The Berber origins of Bulla Regia probably pre-dated its Punic culture: imported Greek ceramics of the fourth century BCE have been found; it came under the hegemony of Carthage during the third century, when inscriptions reveal that the inhabitants venerated Baal Hammon and buried their dead in urns, Punic style. A capital from a temple of Tanit is preserved at the site's museum. Broadly speaking, it was part of the territory conquered for Rome in 203 BCE by Scipio Africanus, but in 156 BCE it became the capital of the Numidian client-kingdom of Massinissa, who "recovered the lands of this ancestors", according to an inscription, and gave to the site its epithet Regia ("Royal"); later, one of his sons had a residence in the city. Under the Numidians, a regularized orthogonal grid street plan in the Hellenistic manner was imposed on at least part of the earlier irregular system of alleys and insulae (Thébaut). The Romans assumed direct control in 46 BCE, when Julius Caesar organized the province of Africa Nova and rewarded the (perhaps simply neutral) conduct of Bulla Regia in the Civil Wars by making it a free city. Under Hadrian, it was refounded as Colonia Aelia Hadriana Augusta Bulla Regia, giving its citizens full Romanitas.
Its small amphitheatre, the subject of a reproach in a sermon of Augustine of Hippo, retains the crispness of its edges and steps because it lay buried until 1960-61. Its bishop remains to this day a titular see, as Bullensium Regiorum, in the Roman Catholic Church.
In the unique domus architecture developed in the city, a ground-level story, open to the warming winter sun, stood above a subterranean level, built round a two-story atrium. Open-bottomed terracotta bottle-shapes were built into vaulting. Water sprinkled on the floors brought the colors of the mosaics to life while they provided cooling by evaporation.
In the House of the Hunt, the basilica, with an apse at its head, a transept and dependent spaces opening into what would be the nave if it were a church, has been instanced (Thébert) as an example of the conjunction between public architecture and the domus of the ruling class in the fourth century, spaces soon to be Christianized as churches and cathedrals.
The subtle colors and shading and the modelling of three-dimensional forms of the finest mosaics at Bulla Regia are not surpassed by any in North Africa, where the Roman art of mosaic floors reached its fullest development. The mosaic of a haloed Amphitrite (House of Amphitrite) is often illustrated.
After its season of flourishing, Bulla Regia was slowly degraded under Byzantine rule. As elsewhere in the Late Empire, the local aristocracy found themselves in a position to increase the extent of their houses at the expense of public space: the House of the Fisherman was adapted to link two separate insulae turning a thoroughfare into a dead end.

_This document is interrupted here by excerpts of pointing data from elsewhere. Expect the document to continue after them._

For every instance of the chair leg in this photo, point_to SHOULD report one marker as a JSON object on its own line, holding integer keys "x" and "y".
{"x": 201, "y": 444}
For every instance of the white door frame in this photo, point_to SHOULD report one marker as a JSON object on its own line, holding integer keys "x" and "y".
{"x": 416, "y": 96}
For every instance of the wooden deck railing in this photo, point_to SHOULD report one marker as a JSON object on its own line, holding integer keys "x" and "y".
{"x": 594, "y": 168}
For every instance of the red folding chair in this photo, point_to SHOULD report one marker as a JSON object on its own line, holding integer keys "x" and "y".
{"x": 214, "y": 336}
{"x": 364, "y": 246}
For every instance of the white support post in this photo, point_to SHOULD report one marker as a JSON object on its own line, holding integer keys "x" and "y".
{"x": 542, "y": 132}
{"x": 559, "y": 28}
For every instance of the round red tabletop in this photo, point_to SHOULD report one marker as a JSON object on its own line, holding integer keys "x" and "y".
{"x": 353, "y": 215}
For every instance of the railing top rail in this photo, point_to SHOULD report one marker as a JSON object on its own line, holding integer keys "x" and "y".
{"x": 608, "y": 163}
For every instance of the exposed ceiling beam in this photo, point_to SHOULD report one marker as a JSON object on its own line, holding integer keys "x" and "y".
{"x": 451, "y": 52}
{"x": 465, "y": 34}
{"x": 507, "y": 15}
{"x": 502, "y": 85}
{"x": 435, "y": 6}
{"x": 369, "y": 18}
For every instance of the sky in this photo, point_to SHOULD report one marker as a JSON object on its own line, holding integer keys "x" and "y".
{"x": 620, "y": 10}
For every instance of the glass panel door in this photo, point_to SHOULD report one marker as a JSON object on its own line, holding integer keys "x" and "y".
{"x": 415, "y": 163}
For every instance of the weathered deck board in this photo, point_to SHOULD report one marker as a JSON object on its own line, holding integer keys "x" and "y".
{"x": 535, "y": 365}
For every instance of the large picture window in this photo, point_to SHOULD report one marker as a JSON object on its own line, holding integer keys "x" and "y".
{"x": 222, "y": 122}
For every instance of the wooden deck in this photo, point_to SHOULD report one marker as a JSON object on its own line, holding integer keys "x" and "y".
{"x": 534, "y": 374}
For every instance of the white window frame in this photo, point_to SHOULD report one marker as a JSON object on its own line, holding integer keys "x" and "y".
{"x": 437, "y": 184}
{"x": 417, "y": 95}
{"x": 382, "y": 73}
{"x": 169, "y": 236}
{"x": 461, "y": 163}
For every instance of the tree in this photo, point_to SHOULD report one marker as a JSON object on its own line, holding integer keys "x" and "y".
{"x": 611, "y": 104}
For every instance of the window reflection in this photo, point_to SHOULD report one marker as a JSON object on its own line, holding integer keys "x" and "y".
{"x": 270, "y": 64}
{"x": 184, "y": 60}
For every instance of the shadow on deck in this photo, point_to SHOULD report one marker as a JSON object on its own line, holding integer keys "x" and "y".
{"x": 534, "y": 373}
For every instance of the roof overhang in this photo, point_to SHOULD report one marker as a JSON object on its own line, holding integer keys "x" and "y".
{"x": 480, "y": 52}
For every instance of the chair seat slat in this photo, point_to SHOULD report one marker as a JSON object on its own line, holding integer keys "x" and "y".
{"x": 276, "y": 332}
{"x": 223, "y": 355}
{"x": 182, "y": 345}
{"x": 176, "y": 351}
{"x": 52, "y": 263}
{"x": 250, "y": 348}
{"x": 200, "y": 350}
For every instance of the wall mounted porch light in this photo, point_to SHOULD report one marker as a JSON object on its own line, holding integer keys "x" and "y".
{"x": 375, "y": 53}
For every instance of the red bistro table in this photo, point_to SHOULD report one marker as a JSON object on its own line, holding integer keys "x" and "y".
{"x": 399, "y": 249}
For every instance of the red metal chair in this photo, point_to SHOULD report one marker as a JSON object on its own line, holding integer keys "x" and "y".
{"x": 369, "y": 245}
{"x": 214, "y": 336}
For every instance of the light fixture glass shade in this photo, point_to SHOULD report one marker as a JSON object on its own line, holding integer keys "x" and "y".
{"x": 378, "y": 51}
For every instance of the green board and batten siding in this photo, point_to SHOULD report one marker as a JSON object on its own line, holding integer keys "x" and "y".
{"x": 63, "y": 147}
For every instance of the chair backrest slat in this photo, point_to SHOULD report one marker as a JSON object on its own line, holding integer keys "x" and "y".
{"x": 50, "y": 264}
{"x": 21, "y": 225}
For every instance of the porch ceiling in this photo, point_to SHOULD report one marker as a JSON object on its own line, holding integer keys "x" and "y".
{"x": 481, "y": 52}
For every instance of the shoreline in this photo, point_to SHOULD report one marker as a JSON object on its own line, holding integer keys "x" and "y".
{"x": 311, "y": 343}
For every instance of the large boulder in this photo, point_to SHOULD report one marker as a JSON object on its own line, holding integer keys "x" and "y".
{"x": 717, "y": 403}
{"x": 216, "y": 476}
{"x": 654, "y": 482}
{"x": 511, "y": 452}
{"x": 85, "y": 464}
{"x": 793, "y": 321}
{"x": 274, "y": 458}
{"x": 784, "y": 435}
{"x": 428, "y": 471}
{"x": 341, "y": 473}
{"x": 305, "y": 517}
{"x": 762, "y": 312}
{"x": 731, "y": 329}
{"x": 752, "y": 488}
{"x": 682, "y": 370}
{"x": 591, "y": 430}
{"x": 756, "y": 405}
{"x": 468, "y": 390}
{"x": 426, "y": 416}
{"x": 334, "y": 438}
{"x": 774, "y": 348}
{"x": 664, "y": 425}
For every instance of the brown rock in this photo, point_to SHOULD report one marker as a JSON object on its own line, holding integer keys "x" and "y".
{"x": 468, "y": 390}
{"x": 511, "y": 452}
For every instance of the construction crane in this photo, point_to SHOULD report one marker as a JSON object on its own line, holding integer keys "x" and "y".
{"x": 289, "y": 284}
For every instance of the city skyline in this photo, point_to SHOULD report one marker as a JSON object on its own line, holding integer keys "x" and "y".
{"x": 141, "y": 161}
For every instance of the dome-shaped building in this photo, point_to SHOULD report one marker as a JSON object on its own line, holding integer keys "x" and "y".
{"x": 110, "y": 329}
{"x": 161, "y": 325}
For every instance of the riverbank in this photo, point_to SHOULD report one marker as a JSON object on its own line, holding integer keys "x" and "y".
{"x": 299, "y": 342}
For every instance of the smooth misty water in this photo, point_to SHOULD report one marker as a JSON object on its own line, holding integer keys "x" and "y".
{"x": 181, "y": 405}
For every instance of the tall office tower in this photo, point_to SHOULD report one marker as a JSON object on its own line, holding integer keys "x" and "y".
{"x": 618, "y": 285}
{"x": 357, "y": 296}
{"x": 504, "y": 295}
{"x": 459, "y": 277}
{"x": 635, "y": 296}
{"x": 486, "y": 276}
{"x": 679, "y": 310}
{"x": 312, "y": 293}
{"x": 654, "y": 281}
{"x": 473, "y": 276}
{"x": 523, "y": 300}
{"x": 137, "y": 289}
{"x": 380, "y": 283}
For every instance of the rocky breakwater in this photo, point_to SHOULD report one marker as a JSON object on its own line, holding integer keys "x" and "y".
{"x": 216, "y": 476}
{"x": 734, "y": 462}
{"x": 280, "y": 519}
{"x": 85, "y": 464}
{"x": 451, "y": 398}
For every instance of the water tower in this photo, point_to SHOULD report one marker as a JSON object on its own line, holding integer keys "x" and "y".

Finally an earthquake destroyed Bulla Regia, collapsing its first floors into the subterranean floors. Drifting sand protected the abandoned sites, which were forgotten until the first excavations were begun, in 1906, in part spurred by the destruction of the monumental entrance to the Roman city. The forum, surrounded by porticoes, was excavated in 1949-52. Its public basilica had an apse at each end. As a cathedral it had a highly unusual cruciform baptismal font inserted the center of the rear (west end) of its nave.